In the present study, more than 65% of the PMQR positive isolates were resistant to multiple antibiotics including penicillin, cephalosporins, fluro(quinolones), sulfonamides aminoglycosides and carbapenems. A high prevalence of MDR could be associated with the wide range of antibiotics used in the poultry and aquaculture sectors which increase selection pressures for AMR in water bodies. Different mechanisms can be involved in the emergence of MDR E. coli strains such as: 1) shared resistance mechanisms that occur for the antimicrobial agents in the same category, e.g., mutations in penicillin-binding protein and presence of the ß-lactamases. This can also occur for antibiotics in different classes due to the presence of efflux pumps acting on different antibiotics; 2) exposure to multiple antibiotics via routine use of combination therapy and repeated treatment failure and 3) the presence of plasmids that carry resistance genes to multiple antibiotics. We found that the presence of PMQR genes, particularly qnr, in E. coli isolates was associated with the ESBL phenotype (p<0.001) and various β-lactamase encoding genes including blaCMY, blaCTX-M-1, blaCMY, blaTEM and blaOXA-1. This can be explained by carriage of both qnr and ESBL/AmpC genes in the same plasmids as reported by previous studies [57–59]. Apart from qnr, other PMQR genes such as oqxAB were found to associate significantly with blaSHV whereas aac(6’)-lb-cr was associated with blaOXA-1 and blaOXA-47. This finding concurs with earlier reports that indicated the co-occurrence of oqxAB with blaSHV and aac(6’)-lb-cr with blaOXA-1 and blaOXA-47 [59, 60]. The presence of both PMQR and ESBL genes in the same bacterial isolates could be due to the co-selection of isolates in the environment with either of fluoroquinolone or cephalosporins which accentuate further confirmation. Extensive use of quinolones therefore may lead to the emergence of resistance against β-lactams which are important clinically used antibiotics.

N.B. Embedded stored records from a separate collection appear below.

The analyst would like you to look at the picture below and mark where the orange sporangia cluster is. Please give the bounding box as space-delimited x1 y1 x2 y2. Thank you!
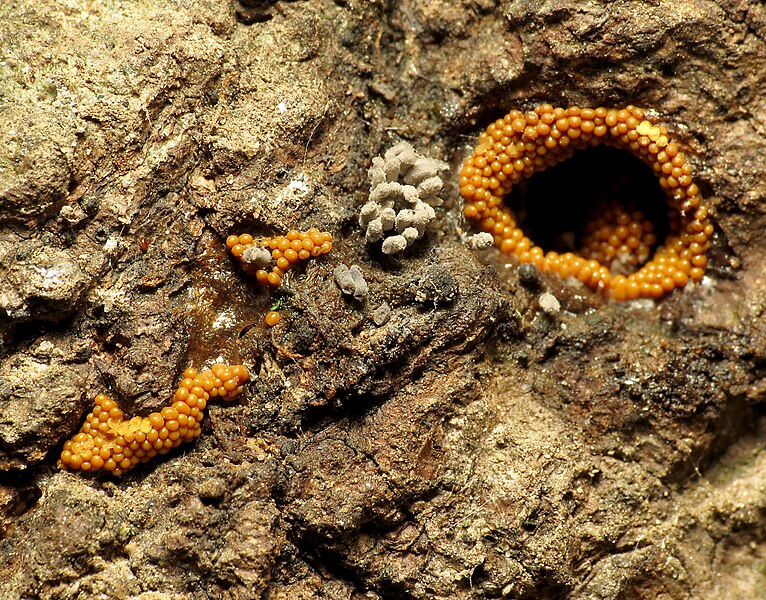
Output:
460 104 713 300
59 364 249 475
226 227 332 287
579 202 657 275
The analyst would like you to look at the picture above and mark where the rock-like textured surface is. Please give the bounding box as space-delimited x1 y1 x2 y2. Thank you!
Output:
0 0 766 600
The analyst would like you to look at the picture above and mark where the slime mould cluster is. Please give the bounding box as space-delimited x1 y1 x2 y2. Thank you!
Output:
59 364 249 475
460 104 713 300
59 104 713 475
226 227 332 287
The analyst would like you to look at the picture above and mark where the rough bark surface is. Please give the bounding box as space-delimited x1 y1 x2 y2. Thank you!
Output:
0 0 766 600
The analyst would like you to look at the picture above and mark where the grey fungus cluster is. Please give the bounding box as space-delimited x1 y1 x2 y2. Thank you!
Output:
332 263 368 300
359 142 448 254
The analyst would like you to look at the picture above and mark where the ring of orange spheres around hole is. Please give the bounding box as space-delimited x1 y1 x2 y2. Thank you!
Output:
58 364 249 475
460 104 713 300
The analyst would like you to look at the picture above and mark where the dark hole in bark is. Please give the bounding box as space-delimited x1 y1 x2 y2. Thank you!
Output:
504 146 670 264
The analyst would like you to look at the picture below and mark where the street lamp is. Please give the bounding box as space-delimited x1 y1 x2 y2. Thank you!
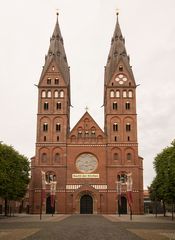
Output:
126 173 133 220
116 181 121 217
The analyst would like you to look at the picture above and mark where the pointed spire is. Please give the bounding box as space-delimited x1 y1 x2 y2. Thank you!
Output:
41 11 69 83
105 11 132 82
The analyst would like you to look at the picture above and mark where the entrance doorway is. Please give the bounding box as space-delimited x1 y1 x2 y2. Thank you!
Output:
46 196 55 214
80 195 93 214
118 196 127 214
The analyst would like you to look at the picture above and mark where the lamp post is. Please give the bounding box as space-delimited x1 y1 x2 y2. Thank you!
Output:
50 181 57 216
116 181 121 217
126 173 133 220
40 171 46 220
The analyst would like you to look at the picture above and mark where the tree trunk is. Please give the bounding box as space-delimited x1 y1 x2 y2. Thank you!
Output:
163 201 166 217
171 201 174 221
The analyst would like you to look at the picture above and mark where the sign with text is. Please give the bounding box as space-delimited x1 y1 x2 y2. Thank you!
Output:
72 173 100 178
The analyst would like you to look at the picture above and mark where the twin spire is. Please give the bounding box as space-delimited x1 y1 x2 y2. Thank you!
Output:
41 12 133 84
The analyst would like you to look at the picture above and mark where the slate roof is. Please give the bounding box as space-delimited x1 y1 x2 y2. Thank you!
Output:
40 14 70 84
105 14 134 84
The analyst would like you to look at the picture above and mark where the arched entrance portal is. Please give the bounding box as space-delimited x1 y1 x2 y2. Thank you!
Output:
118 196 127 214
46 195 55 214
80 194 93 214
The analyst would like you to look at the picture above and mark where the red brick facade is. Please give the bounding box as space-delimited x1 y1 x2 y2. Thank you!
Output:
29 14 143 214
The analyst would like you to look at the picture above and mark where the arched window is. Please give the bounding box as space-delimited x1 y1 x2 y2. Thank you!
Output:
54 90 59 98
125 102 131 110
113 153 119 160
84 131 89 138
55 153 60 163
128 90 133 98
44 102 49 110
41 153 47 162
56 123 61 132
112 102 117 110
60 90 64 98
47 90 52 98
55 78 59 85
126 123 131 132
47 78 51 85
113 123 118 132
46 171 56 183
110 90 114 97
123 91 127 98
126 153 132 161
117 173 127 183
116 90 120 98
56 102 61 110
43 123 48 132
41 90 46 98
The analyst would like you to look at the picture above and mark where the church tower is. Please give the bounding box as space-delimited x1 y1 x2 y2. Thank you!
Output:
30 14 70 212
104 14 143 213
29 11 143 214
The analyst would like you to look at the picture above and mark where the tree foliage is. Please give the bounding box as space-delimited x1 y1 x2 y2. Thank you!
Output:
149 141 175 203
0 144 29 200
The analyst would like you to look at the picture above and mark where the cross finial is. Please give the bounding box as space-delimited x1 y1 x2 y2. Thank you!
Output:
116 8 119 17
56 8 59 19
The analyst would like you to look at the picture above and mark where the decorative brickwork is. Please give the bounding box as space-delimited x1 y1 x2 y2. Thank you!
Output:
29 14 143 214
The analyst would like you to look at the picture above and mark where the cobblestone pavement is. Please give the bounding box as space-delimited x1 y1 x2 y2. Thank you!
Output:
0 215 175 240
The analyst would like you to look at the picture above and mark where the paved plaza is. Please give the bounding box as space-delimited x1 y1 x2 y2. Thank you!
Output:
0 215 175 240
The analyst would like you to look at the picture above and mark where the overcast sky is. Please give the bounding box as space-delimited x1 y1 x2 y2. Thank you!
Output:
0 0 175 187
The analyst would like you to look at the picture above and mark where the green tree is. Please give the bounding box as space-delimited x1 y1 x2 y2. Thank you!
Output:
149 141 175 218
0 144 30 215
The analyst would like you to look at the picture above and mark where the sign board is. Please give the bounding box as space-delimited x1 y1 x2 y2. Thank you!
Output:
72 173 100 178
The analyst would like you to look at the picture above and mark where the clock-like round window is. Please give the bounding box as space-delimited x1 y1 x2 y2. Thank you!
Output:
76 153 98 173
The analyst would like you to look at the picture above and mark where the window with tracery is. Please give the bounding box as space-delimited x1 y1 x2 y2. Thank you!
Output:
46 171 56 183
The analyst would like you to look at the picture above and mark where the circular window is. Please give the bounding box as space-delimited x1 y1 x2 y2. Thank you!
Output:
76 153 98 173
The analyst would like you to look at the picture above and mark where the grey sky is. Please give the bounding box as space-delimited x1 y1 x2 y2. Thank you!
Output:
0 0 175 187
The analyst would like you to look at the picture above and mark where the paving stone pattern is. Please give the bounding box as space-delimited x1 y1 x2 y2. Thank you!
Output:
0 215 175 240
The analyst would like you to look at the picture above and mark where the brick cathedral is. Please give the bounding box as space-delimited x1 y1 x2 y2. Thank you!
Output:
29 15 143 214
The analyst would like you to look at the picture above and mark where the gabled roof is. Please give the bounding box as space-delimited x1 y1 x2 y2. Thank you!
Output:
40 14 70 84
105 14 134 83
69 111 105 137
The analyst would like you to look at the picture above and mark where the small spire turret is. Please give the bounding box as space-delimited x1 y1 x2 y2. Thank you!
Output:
105 13 133 83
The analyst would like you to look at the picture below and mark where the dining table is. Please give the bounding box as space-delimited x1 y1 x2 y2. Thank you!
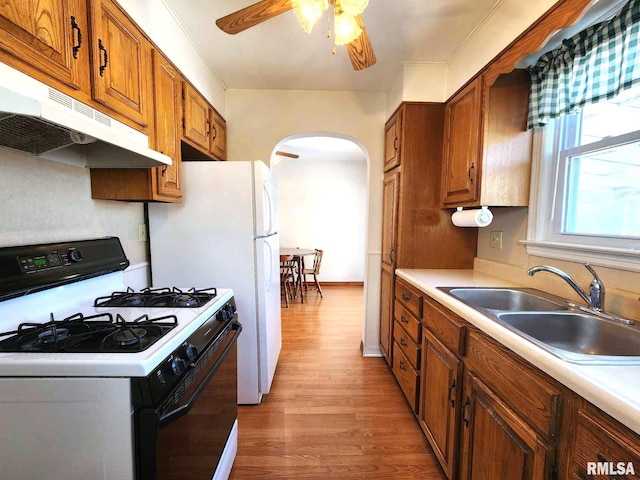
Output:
280 247 316 303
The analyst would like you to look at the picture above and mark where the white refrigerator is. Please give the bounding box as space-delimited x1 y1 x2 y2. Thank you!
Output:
149 161 282 404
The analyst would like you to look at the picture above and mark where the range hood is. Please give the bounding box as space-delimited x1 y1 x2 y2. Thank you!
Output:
0 63 171 168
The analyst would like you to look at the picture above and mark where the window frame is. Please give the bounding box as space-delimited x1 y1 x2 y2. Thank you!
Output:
521 117 640 272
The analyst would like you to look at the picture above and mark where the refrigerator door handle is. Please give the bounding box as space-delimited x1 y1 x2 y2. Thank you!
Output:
264 237 273 292
262 182 273 235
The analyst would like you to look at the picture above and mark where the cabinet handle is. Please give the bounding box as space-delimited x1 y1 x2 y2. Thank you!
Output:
71 15 82 59
449 380 456 408
467 163 476 183
461 396 471 428
98 38 109 77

Integrons are important mobile genetic elements that carry different antibiotic resistance gene cassettes and play a crucial role in AMR transmission via horizontal gene transfer between different bacterial species [61]. Class 1 integron (int1) is most studied and reported ubiquitously in different enterobacterial species including E. coli [62]. In our study, qnrB and qepA were associated with the presence of int1 (Fig 1) indicating that these genes might be in the gene cassette carried by the integrons. Previous study reported that int1 in E. coli carried gene cassettes encoding resistance to multiple antibiotics including β-lactams (blaOXA-30), trimethoprim (dfrA1, dfrA5, dfrA7, dfrA12, dfrA17), aminoglycosides (aadA1, aadA2, aadA5), chloramphenicol (cmlA) and erythromycin (ereA2) [63]. Findings from our study highlight the need for further investigation to identify whether PMQR genes are located in the class 1 integron of the isolates using whole genome sequencing.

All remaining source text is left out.